When was the first encounter you had with 3D printing? What was that experience like?

Gavin: My first encounter was watching some of the original MakerBot printers replicate pats for other 3d printers. Soon after I saw some of the open science community using printers to make rudimentary lab tools to enable experimentation in lower-income parts of the world possible. This later was published as open labware (

What inspired you to start your journey?

Gavin: During my time as an Assistant Professor in 2010, we spun out Fluicell as a company to offer high-precision microfluidic products to biomedical researchers, primarily in the fields of drug development and biological research. I was inspired to develop microfluidic devices that can be used by non-specialists, to produce general-use tools encoded with the solution control capabilities of microfluidics.

It became apparent during the years, that through connections with other researchers, it would be ideal to not only deliver reagents to cell cultures but to pattern these cultures too. We began our bioprinting/patterning journey with a focus on high-precision invitro models. As our capabilities grew, so did our aspirations, and now our focus on precision tissue therapeutics, built with our microfluidic approach, is offering a new way to bioprint.

Who inspired you the most along this journey in bioprinting?

Gavin: I would say Owe Orwar has been a continued inspiration and cheerleader along this journey. His support of our work and the company has been an inspiration to many, particularly in pushing the bounds of research.

What motivates you the most for your work? 

Gavin: The biggest motivating factor is seeing how the technology that we develop at Fluicell positively impacts others’ research. It’s amazing to push the bounds of science ourselves, delving into new therapeutic fields, however seeing research only made possible with our technology, I find inspirational. 

What is/are the biggest obstacle(s) in your line of work? If you have conquered them, what were your solutions?

Gavin: The biggest obstacles we face, generally come from education. We have, since our founding, developed technologies that offer capabilities many do not feel are possible. We strive to get equipment into labs and researchers’ hands to see for themselves. This is often a hurdle in high-tech fields; it’s not always the easiest being first. We have overcome/circumvented this by having a team of application specialists traveling (and using online tools) to present the technology in a pedagogic manner and help researchers get their hands on the tech as early as possible.

What do you think is (are) the biggest challenge(s) in 3D bio-printing? What do you think the potential solution(s) is (are)?
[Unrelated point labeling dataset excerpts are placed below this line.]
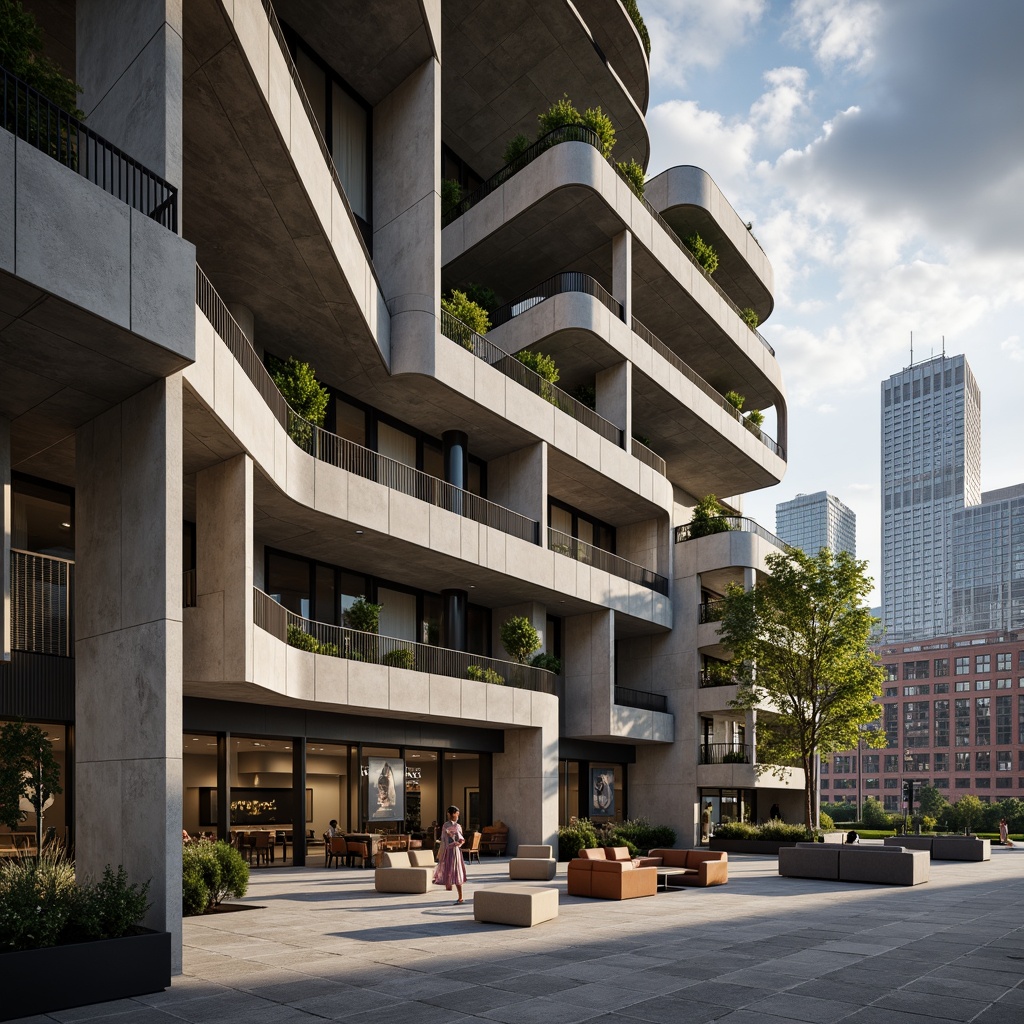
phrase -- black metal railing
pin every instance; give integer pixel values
(724, 754)
(641, 699)
(30, 116)
(456, 331)
(567, 133)
(354, 645)
(346, 455)
(694, 378)
(563, 544)
(711, 611)
(568, 281)
(742, 524)
(42, 603)
(649, 458)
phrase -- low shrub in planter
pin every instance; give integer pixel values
(211, 871)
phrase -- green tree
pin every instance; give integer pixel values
(801, 639)
(28, 770)
(519, 638)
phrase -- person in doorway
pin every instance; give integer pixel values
(451, 869)
(1005, 833)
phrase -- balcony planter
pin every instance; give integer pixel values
(60, 977)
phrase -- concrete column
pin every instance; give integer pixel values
(221, 647)
(614, 398)
(5, 637)
(128, 647)
(129, 64)
(407, 214)
(622, 272)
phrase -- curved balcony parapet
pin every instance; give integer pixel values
(355, 645)
(346, 455)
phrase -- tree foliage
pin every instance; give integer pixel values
(801, 642)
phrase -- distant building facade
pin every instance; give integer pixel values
(815, 521)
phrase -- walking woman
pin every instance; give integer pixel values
(451, 868)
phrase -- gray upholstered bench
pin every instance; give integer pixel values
(522, 905)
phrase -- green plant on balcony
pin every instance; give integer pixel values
(470, 316)
(400, 657)
(483, 675)
(709, 517)
(304, 394)
(704, 253)
(634, 175)
(519, 638)
(452, 195)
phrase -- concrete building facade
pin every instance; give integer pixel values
(229, 616)
(815, 521)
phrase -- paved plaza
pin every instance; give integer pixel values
(324, 945)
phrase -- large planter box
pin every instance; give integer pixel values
(60, 977)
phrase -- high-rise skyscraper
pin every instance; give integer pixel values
(931, 467)
(815, 521)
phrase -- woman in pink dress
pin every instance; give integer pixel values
(451, 868)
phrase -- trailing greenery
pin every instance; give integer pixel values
(549, 662)
(304, 394)
(210, 872)
(806, 629)
(471, 316)
(28, 770)
(634, 11)
(41, 904)
(634, 175)
(22, 54)
(452, 195)
(484, 675)
(519, 638)
(364, 615)
(704, 253)
(709, 517)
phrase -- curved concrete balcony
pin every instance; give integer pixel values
(561, 206)
(505, 64)
(690, 202)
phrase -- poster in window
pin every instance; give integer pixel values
(386, 784)
(602, 793)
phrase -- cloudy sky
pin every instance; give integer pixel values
(878, 147)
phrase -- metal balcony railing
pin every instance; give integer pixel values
(42, 603)
(642, 699)
(563, 544)
(578, 133)
(29, 115)
(354, 645)
(560, 284)
(711, 611)
(724, 754)
(347, 455)
(456, 331)
(694, 378)
(739, 523)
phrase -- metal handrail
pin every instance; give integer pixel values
(694, 378)
(563, 544)
(578, 133)
(559, 284)
(743, 524)
(355, 645)
(649, 458)
(42, 603)
(723, 754)
(29, 115)
(347, 455)
(462, 334)
(643, 699)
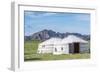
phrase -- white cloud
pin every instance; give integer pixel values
(38, 14)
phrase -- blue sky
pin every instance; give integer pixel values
(60, 22)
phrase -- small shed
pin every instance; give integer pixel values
(73, 44)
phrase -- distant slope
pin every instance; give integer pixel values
(46, 34)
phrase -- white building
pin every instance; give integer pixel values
(70, 44)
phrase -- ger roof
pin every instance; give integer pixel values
(72, 39)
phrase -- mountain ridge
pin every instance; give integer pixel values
(46, 34)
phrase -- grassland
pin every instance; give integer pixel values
(30, 53)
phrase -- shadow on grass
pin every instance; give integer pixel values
(31, 59)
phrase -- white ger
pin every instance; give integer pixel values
(71, 44)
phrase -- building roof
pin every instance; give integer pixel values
(72, 39)
(52, 41)
(69, 39)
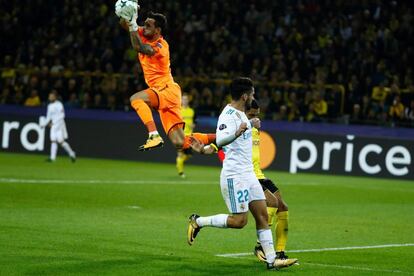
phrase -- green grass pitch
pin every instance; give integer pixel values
(105, 217)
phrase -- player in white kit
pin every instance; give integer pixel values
(55, 118)
(239, 186)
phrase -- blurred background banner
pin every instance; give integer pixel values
(301, 147)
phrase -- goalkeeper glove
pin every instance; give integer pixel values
(128, 10)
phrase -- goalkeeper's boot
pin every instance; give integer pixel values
(193, 229)
(153, 141)
(258, 251)
(282, 260)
Gavin: I think some of the biggest challenges for bioprinting are based on expectation management. Hundreds of institutes and thousands of researchers across the globe are driving the field forwards, breaking new ground in biological understanding. Bioprinting as a replacement organ machine is many years out though, requiring not only new technological advancements but new regulatory systems too, as a clear roadmap has yet to be fully established.

Bioprinting for the therapeutic tissue has a lesser wow factor, however, the generation of functional microtissues is already underway and is in the early stages of preparation for clinical trials.

I think more open communication from companies in the bio-patterning fields, with realistic timelines, will help address this.

If you are granted three wishes by a higher being, what would they be?

Gavin: It’s not really a 3 wish response, but I very much appreciate many of the ideologies of Star Trek – The next generation. Advancing a society to a point where everyone can replicate what they need (food and/or technology), allows society to focus on developing society, and supporting the growth of humanity and others. All while discovering the wonders of both ourselves and the universe around us.

What advice would you give to a smart driven college student in the “real world”? What bad advice you heard should they ignore? 

Gavin: Focus on the positives. Failures happen, learn from them and move on. The fear of failing can hamper creative thinking and this is a trap. If you are in a place of understanding and respect, you will get support to carry on.

Bad advice would be to keep doing something till it’s perfect. Sometimes good enough is good enough. This can be a springboard for others to continue in your footsteps and advance your work or findings. This also can inspire others or show a completely different path.